Its landing system will use descent engines for a controlled touchdown rather than making an airbag-cushioned landing.
This method allows for a larger payload of instruments but is more prone to failure and has seen serious losses. It has not been used successfully on Mars since 1976.
Almost half of the space probes sent to Mars from the past 40 years have failed to reach their targets for one reason or another.
This includes all probes, American, old Soviet, European, etc.
That’s quite a few. And the fact the landing system on Phoenix hasn’t been used since the Viking Landers over thirty years ago doesn’t inspire much confidence in NASA’s skills.
More goodies other than space tours from the Google-Plex:
Google is billing Android as “a software stack for mobile devices that includes an operating system, middleware and key applications.” Some may call it Google’s answer to the iPhone, and for a long time it was already billed as “the iPhone killer,” long before the software development kit was released.
The Android is going to be a very open platform, where anyone can affect changes. Whereas before, wireless companies had a large amount of control over the phone and its software, with the introduction of Apple’s iPhone, things have been shook up: Google plan to take that a lot further with Android.

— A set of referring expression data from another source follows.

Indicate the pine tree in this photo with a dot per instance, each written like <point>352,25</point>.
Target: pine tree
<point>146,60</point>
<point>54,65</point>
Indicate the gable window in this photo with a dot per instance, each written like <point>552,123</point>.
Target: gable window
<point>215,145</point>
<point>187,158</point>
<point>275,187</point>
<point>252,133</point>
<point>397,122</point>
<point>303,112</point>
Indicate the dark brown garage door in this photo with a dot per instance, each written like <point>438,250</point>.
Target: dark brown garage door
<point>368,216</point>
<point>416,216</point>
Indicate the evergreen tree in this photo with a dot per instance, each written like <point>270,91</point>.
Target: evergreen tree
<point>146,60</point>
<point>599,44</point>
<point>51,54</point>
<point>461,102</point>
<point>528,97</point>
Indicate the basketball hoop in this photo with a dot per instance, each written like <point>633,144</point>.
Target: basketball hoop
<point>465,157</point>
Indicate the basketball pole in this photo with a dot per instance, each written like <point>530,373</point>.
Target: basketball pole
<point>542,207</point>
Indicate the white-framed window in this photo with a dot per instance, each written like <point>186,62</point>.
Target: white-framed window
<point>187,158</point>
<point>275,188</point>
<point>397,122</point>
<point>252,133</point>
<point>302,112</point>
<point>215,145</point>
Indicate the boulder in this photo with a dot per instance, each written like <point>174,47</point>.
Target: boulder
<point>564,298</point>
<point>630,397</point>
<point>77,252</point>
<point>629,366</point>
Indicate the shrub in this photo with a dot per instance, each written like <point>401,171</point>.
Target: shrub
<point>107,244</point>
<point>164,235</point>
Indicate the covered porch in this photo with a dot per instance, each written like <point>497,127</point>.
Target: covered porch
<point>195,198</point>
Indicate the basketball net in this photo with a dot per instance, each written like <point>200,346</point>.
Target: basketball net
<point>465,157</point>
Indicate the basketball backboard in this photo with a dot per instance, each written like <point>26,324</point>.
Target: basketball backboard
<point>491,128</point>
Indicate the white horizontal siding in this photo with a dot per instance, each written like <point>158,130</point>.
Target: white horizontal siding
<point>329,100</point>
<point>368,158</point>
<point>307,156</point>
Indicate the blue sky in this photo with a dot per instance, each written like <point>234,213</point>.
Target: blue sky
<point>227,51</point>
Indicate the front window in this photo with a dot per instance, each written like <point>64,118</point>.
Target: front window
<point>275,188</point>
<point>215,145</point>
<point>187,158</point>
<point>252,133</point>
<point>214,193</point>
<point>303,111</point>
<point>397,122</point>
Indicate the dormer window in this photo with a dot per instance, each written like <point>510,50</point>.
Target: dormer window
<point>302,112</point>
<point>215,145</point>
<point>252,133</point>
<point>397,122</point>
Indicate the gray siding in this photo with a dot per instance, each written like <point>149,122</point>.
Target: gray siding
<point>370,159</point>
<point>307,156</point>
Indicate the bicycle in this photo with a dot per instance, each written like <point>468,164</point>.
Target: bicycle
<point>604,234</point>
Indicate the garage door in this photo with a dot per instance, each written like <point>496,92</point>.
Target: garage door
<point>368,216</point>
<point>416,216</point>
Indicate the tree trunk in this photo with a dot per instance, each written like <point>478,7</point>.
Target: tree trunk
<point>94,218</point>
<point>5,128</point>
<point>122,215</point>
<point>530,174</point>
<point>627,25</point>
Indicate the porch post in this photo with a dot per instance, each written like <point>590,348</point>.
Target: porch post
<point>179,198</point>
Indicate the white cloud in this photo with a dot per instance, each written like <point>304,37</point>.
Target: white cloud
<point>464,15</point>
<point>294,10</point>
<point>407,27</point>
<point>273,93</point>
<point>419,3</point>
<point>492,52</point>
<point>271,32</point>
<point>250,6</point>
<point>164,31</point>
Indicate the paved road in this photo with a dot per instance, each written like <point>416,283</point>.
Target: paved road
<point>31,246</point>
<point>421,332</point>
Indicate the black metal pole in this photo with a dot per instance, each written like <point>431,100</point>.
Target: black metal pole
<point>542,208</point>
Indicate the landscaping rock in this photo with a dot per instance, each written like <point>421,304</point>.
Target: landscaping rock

Android’s openness has been put through the wringer over at MIT though, after Massachusetts Industry of Technology professor Hal Abelson asked his computer science student’s one question; what do you want your cell phone to be able to do?
Like the Esso/Exxon ad of the 1960s-1970s, “Put a tiger in your tank”, the ad of the early 21st Century is going to be, “Put an android on your phone”.
The Google-monster might be onto something here. People now are disconnecting from landlines and are using their cellphones exclusively for calls, messaging and ‘Tubes surfing. Especially in countries that had no previous telephone infrastructure, this technology is wide spread. The ‘Android’ will only cement this.
The Google-Plex/Cloud-Hive Mind is coming!